Use emotion like Frank Warren

Watch this 11 minute video. I dare you not to feel anything.

You can't help it. It's visceral. In just 11 minutes Frank Warren gets you to feel fear, insecurity, esteem, thrill, surprise, sadness, love, loneliness, joy, envy and excitement. And in doing so, gets you to think differently about our common humanity. How the heck did he do that?

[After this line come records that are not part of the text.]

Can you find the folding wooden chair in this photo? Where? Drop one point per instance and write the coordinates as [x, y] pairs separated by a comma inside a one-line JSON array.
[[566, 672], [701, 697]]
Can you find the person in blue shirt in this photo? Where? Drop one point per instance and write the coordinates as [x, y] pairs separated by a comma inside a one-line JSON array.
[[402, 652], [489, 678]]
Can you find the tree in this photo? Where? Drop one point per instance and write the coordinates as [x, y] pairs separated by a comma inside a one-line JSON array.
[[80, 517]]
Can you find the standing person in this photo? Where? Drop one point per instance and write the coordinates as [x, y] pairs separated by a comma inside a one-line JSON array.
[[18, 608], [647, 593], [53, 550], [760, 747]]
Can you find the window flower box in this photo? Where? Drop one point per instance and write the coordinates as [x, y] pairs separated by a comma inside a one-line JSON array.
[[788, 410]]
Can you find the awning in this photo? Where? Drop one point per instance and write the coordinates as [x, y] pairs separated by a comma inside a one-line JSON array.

Communicating is a contact sport – you have to connect with your listeners to impact them. Frank did this phenomenally well. We could talk about this video forever. Here are just a few of the things we can learn:

He connects through content

  • Bookend the message with your point of view: Early on, he says, "Secrets can take many forms -- they can be shocking, or silly, or soulful. They can connect us with our deepest humanity or with people we'll never meet, or may never meet again." He ends with this same phrase. It's the one thing he wants you to remember, the big idea in how he wants you to change how you think/act about common humanity.
  • Share the stories behind the widgets: Seven years at PostSecret has provided Frank 500,000 postcards to choose from. Five hundred thousand! He could have gushed for days (literally). Instead he chooses a small handful of postcards and brings them to life by weaving concrete details of each.
  • Create peaks and valleys of emotion: Instead of stacking a bunch of funny postcards in a row, then switching to serious ones, he narrates the audience on a journey of emotions. Watch how he alternates between fear and surprise, between joy and sadness.
  • Show, don't tell – especially the stats. We’d all love to be able to tell a data-driven story like Hans Rosling. Most people can’t do that and would instead default to flinging numbers at the audience: 500,000 postcards over the span of 7 years, an average of 71,428.57 cards per year. Not Frank. He shows the stack of all the postcards, with his wife having to stretch to add more to the pile.

He connects through delivery

  • Consistent message: His delivery matches the tone of his content. When the postcard is serious, his voice drops. When something is funny? He gives the audience permission to laugh by modeling the behavior himself.
  • Pauses for emphasis: Frank allows five silent seconds for the audience to read a postcard referencing 9/11, and four more when he shows a postcard containing an unused suicide note. He regularly pauses 2-3 seconds between slides. Remember: it’s okay to pause. No one is going anywhere.
  • He knows when to read and when to let the audience read. It’s okay (and, in fact, preferred) to read quotes in order to get them right. But my favorite bit of his delivery comes when he presents his funniest postcard, from a barista at Starbucks. Rather than read it to the audience (which would have killed the joke), he allows them to read without his narration: “I give decaf to customers who are rude to me!”

We’d be remiss if we didn’t also take note of where he applies the biggest communication secret of all: use emotion. Logic makes you think. Emotion makes you act. Speeches need not rely on Lifetime-inspired waterworks but if you can move your audience to feeling happy, sad, nostalgic or entertained, you’re probably doing something right.